MADRID — In a surprise move, Pio Cabanillas, the energetic CEO of Spanish pubcaster RTVE, is ankling his post to become government spokesman and minister without portfolio in Prime Minister Jose Maria Aznar’s new Cabinet.
Aznar led his conservative Popular Party to a crushing victory and second term of office at general elections March 12.
While industryites had speculated over the RTVE future of Cabanillas, a government appointee, few had predicted a political career for him.
While his successor has yet to be named, Cabanillas’ departure may prove a big loss for RTVE. A former exec at News Corp. and Sogecable, the 41-year-old Cabanillas won a reputation at RTVE as a conciliatory top exec, transforming its newscasts from a ministerial catwalk into far more neutral coverage.
Ironically, his appointment by Aznar can be seen as a thank you for Cabanillas’ help in distancing RTVE from governmental control and contributing to a far less hawkish image for the Popular Party.
Cabanillas’ successor will face two challenges at RTVE: establishing a stable, medium-term financing structure for the debt-laden pubcaster and completing RTVE’s move onto the Internet.
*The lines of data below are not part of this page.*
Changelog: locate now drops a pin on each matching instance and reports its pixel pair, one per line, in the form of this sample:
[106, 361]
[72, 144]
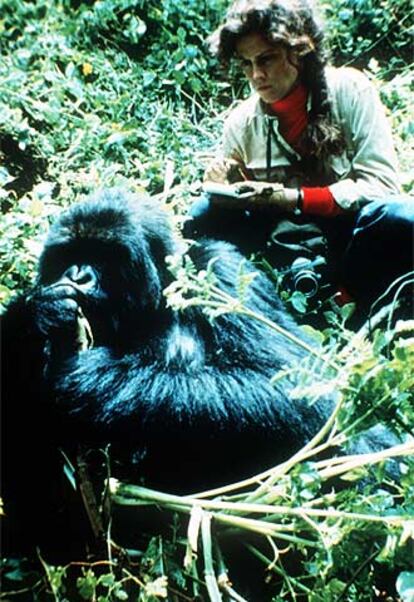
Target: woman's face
[272, 69]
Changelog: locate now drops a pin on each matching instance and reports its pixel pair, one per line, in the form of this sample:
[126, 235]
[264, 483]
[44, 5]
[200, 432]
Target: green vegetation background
[123, 92]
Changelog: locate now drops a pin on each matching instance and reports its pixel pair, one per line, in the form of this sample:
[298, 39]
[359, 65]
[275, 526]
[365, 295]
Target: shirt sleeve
[369, 140]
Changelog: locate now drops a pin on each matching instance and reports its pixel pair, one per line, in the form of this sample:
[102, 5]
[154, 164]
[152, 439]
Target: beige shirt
[366, 171]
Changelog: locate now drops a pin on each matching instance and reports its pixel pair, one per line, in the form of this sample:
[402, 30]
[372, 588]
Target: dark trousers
[366, 250]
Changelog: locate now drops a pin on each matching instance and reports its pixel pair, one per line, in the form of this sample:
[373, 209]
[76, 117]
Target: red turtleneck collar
[292, 114]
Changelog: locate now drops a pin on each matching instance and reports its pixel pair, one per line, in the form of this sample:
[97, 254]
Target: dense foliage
[124, 92]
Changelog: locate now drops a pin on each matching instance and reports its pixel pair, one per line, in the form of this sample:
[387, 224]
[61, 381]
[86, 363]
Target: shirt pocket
[340, 167]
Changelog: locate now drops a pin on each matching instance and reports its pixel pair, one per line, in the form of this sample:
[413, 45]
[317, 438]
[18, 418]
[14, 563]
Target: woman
[314, 150]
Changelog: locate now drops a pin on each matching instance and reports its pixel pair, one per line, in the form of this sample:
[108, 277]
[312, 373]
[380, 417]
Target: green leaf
[405, 586]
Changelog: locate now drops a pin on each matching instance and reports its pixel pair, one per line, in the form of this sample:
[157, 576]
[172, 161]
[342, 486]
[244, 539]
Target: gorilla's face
[96, 278]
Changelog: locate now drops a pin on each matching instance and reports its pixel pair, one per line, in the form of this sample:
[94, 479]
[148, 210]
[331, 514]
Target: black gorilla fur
[185, 403]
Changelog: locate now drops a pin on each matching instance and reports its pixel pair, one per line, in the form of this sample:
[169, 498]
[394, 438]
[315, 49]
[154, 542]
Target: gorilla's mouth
[84, 336]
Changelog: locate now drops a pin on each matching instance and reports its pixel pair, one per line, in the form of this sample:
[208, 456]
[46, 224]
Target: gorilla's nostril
[82, 275]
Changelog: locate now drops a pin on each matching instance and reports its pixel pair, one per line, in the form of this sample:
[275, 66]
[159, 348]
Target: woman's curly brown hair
[290, 22]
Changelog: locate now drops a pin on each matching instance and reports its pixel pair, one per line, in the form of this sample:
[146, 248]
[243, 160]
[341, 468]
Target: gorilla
[183, 402]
Cabanillas’ presence in the new government may help advance the first cause.
Aznar’s new government will have to make some tough decisions regarding telecommunications and TV, including the adjudication of two terrestrial TV licenses. Underscoring its concern for these sectors, the government has created a Science and Technology ministry. Anna Birules, the former CEO of Retevision, the telephony arm of telco and TV holding Auna (now the main rival to Telefonica in Spain), has been named to head the new ministry.
Her appointment is bound to fuel speculation that she will attempt to create a more competitive TV and telco landscape in Spain. That may not be good news for Telefonica.
Pilar del Castillo, a moderate former head of state research company the Center of Sociological Investigations (CIS), has been appointed minister of culture. She is unlikely to make many changes to the government’s film policy, whichhas helped power a renaissance in filmmaking in Spain, raising local pics’ market share to 14% in 1999.